Manchmal staunt man über die Formulierungs-Eskapaden, die anlässlich von Festspieleröffnungen angesichts hoch gegriffener Themen zustandekommen. Glaube, Hoffnung und Liebe standen als Dreieinigkeit jahrhundertelang unangefochten auf den Siegerpodesten unserer Seelenwelten. Und jetzt nimmt man uns festspielhalber jeden Hoffnungsschimmer. Der Tod ist ja doch stärker.
Ist ja auch wahr. Sterben müssen wir alle. Dass eine Legion von Kunstschaffenden – genialer oder auch weniger genial, aber jedenfalls ehrlich bemühter Couleur – gegen diese rationale Erkenntnis anzuschreiben, anzudichten, anzumusizieren gewagt hat, als wäre die Kunst ja doch der Versuch, den Tod wenigstens auf Zeit zu überlisten, muss uns ja bei Festspielen nicht interessieren?
Oder doch?
Sympathischerweise begann das Musikprogramm heuer nicht mit einer fashionablen Opernpremiere, sondern mit zwei Konzerten, die viel von der klugen programmatischen Linie des Musikchefs Markus Hinterhäuser verrieten. Gleich am Eröffnungsabend im Mozarteum gaben vier Teilnehmer des „Young Singers Project“ den (solistisch besetzten) Chor in einer kammermusikalischen Darbietung von Schuberts G-Dur-Messe. Der Mentor der von der exzellenten Sopranistin Angela Kerrison angeführten jungen Riege, Michael Schade, war im Verein mit Russell Braun und der engelsstimmigen Genia Kühmeier im Solisten-Terzett, das Auryn Quartett begleitete (wenn auch zuweilen etwas ungelenk).

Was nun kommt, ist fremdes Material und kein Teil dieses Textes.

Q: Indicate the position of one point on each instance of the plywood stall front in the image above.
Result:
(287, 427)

Während der stimmungsvollen Wiedergabe, spätestens beim Benedictus, dachte sich vielleicht mancher im Saal, dass die Sache mit dem Tod, der stärker ist als die Liebe, vielleicht doch nicht so streng zu nehmen wäre...

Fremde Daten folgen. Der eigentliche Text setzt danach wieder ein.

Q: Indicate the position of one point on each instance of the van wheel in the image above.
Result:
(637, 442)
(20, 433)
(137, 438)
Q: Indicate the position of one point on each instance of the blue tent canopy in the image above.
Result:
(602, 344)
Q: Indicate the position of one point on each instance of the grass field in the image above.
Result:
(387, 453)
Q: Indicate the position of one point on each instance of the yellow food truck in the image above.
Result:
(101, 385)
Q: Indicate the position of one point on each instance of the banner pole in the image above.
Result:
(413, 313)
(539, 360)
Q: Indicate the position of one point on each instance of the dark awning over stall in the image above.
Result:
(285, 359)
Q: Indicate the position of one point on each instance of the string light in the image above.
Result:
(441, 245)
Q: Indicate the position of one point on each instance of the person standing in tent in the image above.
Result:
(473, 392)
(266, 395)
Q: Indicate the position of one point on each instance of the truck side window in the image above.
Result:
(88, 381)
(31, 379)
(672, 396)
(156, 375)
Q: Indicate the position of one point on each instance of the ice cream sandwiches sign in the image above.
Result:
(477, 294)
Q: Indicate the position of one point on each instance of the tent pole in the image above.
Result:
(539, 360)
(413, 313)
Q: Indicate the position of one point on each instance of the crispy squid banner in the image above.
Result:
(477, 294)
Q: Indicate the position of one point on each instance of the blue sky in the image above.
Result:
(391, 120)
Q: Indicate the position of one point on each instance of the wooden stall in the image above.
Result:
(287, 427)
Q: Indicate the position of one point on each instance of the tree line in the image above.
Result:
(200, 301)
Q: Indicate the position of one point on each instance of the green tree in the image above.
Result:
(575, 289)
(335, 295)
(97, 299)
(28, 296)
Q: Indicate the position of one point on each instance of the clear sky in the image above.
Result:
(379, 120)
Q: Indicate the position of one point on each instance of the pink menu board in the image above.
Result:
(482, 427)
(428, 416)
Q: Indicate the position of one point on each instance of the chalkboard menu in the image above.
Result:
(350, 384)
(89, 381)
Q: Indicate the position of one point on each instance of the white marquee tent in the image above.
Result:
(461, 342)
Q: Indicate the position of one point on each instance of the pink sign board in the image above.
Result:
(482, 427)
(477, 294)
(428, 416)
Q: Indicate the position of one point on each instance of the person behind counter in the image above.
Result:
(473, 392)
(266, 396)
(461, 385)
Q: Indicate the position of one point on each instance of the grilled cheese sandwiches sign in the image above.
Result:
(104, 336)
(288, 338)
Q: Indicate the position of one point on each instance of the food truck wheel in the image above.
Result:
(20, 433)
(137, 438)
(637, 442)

Zumal hernach noch die schwebenden Transzendenz-Erfahrungen von Messiaens „Quartett auf das Ende der Zeit“ zu hören waren, vor allem dort, wo der phänomenale Klarinettist Jörg Widmann Töne aus dem Jenseits hervorzuzaubern schien – es gibt sie ja doch, die künstlerische Grenzgängerei.
Technisch ward sie am folgenden Vormittag im Großen Festspielhaus Ereignis, als die Philharmoniker, unter Pierre Boulez selten konzentriert und mit Hingabe die heikelsten Rhythmen in Béla Bartóks höllisch schwierigem Ersten Klavierkonzert dem ungemein lebendigen, agilen, kraftvoll witzigen Spiel Daniel Barenboims anpassten.

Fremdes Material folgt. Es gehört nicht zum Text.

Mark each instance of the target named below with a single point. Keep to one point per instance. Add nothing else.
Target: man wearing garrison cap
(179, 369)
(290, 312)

Ein ausschließlich aus Stücken des 20.Jahrhunderts bestehendes Programm hatte man gewählt, ein Anti-Philharmonisches sozusagen, doch legten die Streicher, samtweich und mit zerbrechlichem Schmelz über manche der „Valses nobles et sentimentales“ von Ravel einen höchst wienerischen Erinnerungs-Schleier. Der „Feuervogel“, nicht ganz so konzentriert, aber mit höchsten Klangsinn dargebracht, bewies zuletzt, was Strawinsky meinte, wenn er sagte, die ideale Art Musik zu machen sei doch die des Mesners: Er zieht an einem Strick und irgendwo, weit weg, seinem Zugriff entzogen, erklingen die Töne.
Pierre Boulez als Mesner
Pierre Boulez ist am Abend – nicht bei der Probenarbeit – ein solcher Mesner: Er schlägt den Takt; und die Philharmoniker entfesseln so viel Raffinement, wie sie nur können. Das ist viel, wie man weiß – klingt hie und da auch so, als ob doch nicht alles so einfach zu erklären wäre, selbst für den, der seine fünf Sinne ganz beieinander hat...
Das Kammerkonzert aus dem Zyklus „Schubert-Szene“ wird am 20. August um 19.30 Uhr in Ö1 gesendet, das Philhamonische schon am 29. Juli (21 Uhr) in 3sat.